Deutsche Post DHL Group, the world’s largest mail and logistics company, and ZF [ZFF.UL], a top automotive parts supplier, plan to deploy a fleet of autonomous delivery trucks based on the new chips, starting in 2019, NVIDIA said for Reuters.
The third generation of NVIDIA’s Drive PX automotive line is a multi-chip platform the size of car license plates with datacenter-class processing power.
Pegasus can handle 320 trillion operations per second, representing roughly a 13-fold increase over the calculating power of the current PX 2 line.

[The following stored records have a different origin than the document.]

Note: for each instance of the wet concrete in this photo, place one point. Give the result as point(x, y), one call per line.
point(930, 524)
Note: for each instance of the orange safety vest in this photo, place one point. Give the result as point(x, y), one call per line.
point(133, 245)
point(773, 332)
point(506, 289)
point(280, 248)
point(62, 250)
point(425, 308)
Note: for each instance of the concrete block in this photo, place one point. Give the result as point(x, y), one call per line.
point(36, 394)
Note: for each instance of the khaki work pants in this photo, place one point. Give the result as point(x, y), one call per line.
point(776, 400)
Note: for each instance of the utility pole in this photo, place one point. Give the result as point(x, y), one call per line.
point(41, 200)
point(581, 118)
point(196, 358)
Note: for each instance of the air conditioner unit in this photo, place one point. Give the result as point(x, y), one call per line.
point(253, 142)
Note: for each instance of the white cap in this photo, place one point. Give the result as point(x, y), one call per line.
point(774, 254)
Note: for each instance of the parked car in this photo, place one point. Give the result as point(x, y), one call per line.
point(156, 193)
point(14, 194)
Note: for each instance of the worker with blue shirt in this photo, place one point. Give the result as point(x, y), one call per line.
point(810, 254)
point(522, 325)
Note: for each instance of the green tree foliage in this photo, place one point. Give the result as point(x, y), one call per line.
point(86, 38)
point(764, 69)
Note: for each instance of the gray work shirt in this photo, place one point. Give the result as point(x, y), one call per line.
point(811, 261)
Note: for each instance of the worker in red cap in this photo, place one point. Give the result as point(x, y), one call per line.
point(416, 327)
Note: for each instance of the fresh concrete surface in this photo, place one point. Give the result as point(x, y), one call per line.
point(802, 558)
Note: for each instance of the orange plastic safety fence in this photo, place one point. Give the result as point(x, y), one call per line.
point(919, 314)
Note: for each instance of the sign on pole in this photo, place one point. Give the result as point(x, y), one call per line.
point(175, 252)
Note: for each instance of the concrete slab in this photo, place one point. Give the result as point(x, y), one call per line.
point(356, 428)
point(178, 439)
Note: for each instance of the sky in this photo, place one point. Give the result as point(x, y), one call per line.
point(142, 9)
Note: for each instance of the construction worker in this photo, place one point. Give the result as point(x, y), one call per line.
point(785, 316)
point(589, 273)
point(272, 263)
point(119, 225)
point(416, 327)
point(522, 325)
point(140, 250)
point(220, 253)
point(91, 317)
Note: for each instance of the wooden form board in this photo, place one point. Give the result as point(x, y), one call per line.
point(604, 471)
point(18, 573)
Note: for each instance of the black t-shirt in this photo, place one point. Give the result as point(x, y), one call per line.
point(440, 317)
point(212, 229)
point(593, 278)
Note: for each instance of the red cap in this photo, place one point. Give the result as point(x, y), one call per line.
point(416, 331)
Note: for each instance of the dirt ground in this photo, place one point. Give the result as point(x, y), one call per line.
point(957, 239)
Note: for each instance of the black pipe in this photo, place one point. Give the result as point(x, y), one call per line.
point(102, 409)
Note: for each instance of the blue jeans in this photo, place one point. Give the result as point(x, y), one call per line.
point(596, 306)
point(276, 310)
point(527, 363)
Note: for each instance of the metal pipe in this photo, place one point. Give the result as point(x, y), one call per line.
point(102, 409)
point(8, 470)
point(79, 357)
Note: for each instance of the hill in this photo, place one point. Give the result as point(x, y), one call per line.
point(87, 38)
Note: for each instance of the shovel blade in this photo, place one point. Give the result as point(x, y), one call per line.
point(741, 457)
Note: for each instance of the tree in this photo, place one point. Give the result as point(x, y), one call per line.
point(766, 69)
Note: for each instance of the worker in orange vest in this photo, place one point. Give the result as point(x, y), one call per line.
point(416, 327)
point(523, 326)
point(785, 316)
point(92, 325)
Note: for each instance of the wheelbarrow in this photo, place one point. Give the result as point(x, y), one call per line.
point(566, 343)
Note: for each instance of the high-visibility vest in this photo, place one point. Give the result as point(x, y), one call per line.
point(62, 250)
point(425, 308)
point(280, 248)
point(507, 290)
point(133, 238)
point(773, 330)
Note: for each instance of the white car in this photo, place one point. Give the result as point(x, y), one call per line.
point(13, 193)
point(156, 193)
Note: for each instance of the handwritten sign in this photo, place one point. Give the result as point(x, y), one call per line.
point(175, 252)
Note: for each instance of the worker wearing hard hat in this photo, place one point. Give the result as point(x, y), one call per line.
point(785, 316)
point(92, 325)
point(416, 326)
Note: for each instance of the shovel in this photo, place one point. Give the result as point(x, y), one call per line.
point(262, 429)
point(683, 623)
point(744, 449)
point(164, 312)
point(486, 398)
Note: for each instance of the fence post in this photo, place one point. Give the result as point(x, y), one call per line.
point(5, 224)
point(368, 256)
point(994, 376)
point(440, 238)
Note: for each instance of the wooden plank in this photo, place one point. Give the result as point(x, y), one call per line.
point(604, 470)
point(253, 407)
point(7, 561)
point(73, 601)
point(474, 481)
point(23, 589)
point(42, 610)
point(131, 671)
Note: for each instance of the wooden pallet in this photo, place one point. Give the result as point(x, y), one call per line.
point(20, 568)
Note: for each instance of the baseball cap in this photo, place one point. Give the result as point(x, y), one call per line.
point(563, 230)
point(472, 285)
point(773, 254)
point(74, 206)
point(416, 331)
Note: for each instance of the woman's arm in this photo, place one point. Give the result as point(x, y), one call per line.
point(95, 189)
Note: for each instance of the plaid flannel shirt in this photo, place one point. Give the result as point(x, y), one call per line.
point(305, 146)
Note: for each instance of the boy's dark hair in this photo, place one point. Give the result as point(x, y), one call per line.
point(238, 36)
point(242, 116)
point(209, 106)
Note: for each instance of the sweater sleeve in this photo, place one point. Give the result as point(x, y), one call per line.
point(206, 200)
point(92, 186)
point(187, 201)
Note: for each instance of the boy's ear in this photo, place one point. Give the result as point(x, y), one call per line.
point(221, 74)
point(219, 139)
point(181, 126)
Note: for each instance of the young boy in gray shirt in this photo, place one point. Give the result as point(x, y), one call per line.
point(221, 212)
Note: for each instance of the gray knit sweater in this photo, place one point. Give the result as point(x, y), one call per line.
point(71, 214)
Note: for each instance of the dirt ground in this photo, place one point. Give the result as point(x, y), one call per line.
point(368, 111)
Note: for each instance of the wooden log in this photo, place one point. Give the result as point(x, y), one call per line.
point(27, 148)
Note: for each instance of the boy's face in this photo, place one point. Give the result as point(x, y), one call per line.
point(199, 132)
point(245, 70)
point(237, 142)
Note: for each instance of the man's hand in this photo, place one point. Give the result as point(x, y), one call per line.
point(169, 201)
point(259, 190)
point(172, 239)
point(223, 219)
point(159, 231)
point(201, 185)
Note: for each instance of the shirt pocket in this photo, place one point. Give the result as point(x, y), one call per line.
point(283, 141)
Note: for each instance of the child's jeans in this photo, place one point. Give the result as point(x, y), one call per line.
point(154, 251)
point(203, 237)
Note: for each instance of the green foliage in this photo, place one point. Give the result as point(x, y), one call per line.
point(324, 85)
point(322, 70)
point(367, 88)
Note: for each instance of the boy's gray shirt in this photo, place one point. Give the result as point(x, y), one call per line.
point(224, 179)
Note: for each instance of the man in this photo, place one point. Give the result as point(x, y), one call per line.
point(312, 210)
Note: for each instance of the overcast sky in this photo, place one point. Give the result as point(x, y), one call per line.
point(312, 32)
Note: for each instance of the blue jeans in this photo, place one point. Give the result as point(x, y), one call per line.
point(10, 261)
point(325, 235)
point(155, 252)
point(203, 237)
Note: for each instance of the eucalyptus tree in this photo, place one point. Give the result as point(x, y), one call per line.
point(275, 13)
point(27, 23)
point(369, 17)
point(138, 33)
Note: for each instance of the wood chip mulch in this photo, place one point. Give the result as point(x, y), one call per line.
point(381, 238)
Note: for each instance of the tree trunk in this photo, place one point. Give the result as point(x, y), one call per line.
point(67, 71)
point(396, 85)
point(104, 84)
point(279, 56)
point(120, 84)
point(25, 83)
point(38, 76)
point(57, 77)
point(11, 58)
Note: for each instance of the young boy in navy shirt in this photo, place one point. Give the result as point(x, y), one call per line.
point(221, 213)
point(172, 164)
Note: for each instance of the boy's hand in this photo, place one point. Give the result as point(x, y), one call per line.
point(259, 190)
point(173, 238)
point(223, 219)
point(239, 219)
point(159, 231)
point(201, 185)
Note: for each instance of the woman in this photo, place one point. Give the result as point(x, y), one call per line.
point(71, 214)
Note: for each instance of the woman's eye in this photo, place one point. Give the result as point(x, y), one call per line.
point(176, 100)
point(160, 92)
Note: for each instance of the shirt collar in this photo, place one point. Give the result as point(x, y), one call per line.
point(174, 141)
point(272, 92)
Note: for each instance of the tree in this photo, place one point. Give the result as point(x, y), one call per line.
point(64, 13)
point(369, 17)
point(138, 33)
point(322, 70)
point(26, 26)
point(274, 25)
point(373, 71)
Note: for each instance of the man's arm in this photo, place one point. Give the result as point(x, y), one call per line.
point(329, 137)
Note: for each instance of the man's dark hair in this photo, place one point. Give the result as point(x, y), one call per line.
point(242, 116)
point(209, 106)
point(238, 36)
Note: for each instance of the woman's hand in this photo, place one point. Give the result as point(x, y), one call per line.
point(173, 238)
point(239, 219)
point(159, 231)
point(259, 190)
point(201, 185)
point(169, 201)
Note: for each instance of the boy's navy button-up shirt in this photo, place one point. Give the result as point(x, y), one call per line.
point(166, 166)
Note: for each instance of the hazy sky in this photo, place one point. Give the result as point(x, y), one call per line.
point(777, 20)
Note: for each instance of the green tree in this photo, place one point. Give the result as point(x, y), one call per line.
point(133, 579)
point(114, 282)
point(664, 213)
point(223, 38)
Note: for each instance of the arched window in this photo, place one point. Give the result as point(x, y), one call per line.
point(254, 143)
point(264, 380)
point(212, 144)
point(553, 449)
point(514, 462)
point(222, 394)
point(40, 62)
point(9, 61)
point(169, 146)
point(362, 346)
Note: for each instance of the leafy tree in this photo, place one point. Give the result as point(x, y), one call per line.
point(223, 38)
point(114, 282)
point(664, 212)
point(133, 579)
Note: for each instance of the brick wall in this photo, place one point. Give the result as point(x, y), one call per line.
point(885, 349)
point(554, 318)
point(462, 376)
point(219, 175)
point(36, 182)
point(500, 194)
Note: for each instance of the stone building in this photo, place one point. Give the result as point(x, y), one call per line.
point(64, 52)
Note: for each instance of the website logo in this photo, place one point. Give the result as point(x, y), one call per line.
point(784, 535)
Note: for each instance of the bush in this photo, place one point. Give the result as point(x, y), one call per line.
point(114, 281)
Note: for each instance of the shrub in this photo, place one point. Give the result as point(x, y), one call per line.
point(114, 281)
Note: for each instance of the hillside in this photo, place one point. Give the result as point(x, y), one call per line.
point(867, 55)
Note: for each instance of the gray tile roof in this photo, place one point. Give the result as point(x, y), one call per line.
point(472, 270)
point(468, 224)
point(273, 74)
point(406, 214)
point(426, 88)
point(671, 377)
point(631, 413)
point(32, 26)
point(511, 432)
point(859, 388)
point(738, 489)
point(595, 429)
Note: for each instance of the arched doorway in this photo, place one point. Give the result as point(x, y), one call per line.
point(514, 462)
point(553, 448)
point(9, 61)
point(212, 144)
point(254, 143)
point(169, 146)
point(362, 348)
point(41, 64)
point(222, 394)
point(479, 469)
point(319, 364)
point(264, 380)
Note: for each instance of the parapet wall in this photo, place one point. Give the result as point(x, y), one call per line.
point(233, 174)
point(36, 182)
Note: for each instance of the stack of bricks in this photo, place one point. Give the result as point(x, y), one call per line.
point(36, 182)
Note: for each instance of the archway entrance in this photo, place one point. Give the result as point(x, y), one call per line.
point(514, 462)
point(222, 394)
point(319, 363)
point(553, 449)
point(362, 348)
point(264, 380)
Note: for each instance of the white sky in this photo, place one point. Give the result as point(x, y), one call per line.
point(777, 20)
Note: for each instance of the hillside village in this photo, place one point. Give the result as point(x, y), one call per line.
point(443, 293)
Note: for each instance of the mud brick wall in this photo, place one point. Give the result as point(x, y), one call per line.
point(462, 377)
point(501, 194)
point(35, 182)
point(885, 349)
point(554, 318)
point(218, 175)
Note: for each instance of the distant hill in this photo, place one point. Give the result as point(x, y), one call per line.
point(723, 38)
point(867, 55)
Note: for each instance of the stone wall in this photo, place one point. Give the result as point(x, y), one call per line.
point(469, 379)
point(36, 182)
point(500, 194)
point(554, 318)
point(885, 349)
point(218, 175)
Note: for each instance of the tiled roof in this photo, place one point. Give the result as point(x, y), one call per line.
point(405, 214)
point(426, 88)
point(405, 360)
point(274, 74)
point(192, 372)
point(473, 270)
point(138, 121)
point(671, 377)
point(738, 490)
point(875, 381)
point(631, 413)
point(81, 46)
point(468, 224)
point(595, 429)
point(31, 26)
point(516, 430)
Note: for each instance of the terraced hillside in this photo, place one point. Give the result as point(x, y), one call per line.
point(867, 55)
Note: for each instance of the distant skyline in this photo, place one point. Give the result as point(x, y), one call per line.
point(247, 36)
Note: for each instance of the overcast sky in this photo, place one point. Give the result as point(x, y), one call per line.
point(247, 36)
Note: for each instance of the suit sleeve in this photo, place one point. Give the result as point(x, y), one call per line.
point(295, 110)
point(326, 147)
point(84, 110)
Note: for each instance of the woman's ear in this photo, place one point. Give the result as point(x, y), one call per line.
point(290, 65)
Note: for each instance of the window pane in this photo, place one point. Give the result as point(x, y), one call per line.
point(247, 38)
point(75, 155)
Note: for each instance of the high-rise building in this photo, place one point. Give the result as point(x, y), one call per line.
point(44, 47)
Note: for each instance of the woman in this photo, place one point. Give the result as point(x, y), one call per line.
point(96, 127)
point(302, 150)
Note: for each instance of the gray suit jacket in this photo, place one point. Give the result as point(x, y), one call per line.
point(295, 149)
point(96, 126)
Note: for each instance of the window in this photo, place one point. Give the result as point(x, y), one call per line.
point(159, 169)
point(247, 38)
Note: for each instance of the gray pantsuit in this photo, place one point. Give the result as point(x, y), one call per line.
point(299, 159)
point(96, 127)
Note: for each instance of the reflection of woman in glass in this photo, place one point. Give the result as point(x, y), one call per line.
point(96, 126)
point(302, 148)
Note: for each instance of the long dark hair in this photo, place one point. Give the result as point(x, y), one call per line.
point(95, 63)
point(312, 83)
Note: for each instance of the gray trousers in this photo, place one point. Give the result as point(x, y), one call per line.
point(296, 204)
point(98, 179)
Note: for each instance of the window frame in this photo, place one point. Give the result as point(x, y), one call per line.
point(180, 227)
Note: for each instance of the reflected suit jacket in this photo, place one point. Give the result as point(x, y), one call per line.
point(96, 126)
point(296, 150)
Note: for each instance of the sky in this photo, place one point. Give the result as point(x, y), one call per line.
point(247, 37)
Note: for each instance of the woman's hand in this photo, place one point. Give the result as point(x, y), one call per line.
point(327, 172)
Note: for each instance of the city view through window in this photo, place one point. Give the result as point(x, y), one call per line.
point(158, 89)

The new Pegasus uses far less power than the current model, but it’s going to be a while before anyone gets their hands one. The new computer will be available in the second half of 2018 with next generation GPUs that NVIDIA hasn’t actually announced yet.
The company said that over 25 of its partners are already working on fully autonomous taxis. The goal with this smaller, more powerful computer is to remove the huge computer arrays that sit in the prototype vehicles of OEMs, startups and any other company that’s trying to crack the autonomous car nut.
“NVIDIA is one step ahead. But you can be sure you can expect (rival chipmakers) Intel, NXP and Renesas not to be too far behind,” said Luca De Ambroggi, principal automotive electronics analyst with industry market research firm IHS Markit.
Analysts are however stressing that while Pegasus could find its way into mass-produced robotaxis running in defined lanes, these early fully-autonomous chips would likely only allow carmakers to develop prototypes ready for the driverless era.